概要
セキュリティ研究企業Koiは12月15日、Google Chrome Web Storeで「Featured(注目)」バッジを取得し、600万人以上のユーザーを持つVPN拡張機能「Urban VPN」が、ユーザーのAIチャットボットへの全プロンプトを密かに収集していたことを発見した。
収集対象となっていたAIサービス
以下の主要AIチャットボットへの入力が対象となっていた:
- OpenAI ChatGPT
- Anthropic Claude
- Google Gemini
- Microsoft Copilot
- xAI Grok
- DeepSeek
- Meta AI
- Perplexity
発見された手法
データ収集の実態
2025年7月9日にリリースされたバージョン5.5.0から、AI データ収集機能がハードコードされた設定でデフォルト有効化されていた。この機能により:
- ユーザーがAIチャットボットに入力した全てのプロンプトを収集
- AIからの応答内容も取得
- 収集したデータを第三者に販売
偽装された「AI保護」機能
皮肉なことに、Urban VPNは拡張機能のページで「AI保護」機能を謳っていた。この機能は以下を提供すると主張していた:
- プロンプト内の個人データをチェック
- チャットボットの応答に含まれる不審なリンクを検出
- ユーザーに警告を表示
しかし実際には、これらの機能を口実にAIとの通信を傍受し、データを収集していた。
セキュリティ専門家の警告
拡張機能マーケットプレイスの信頼性問題
The Hacker Newsは「拡張機能マーケットプレイスへの信頼が、機密データを大規模に収集するために悪用される可能性があることを示している」と指摘。

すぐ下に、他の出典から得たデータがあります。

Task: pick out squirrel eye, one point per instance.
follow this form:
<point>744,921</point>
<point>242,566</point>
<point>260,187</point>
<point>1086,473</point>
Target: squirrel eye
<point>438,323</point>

特にAIチャットボットの利用が増加し、ユーザーが個人的な情報、アドバイス、感情的な相談をAIと共有するようになっている現状で、このリスクは深刻化している。
Gartnerの推奨
調査会社Gartnerは先週公開したレポートで、「AIブラウザは一般的な組織での採用にはリスクが高すぎる」と警告。最高情報セキュリティ責任者(CISO)に対し、「リスク exposure を最小化するため、当面の間全てのAIブラウザをブロックする」ことを推奨した。
影響を受けるユーザー数
- Chrome拡張機能: 600万人以上
- Microsoft Edge アドオン: 200万人以上
- 合計: 800万人以上のユーザーが影響
推奨される対策
- Urban VPN拡張機能の即座のアンインストール
- AIチャットボットのパスワード変更
- 過去のAIとの会話で共有した機密情報の確認
- 不要なブラウザ拡張機能の見直し・削除
- 「注目」バッジがあっても無条件に信頼しない
今後の課題
この事件は、ブラウザ拡張機能のセキュリティ審査プロセスの強化が必要であることを浮き彫りにした。Googleの「Featured」バッジは品質と安全性を保証するものとして認識されていたが、今回の事例はその信頼性に疑問を投げかけるものとなった。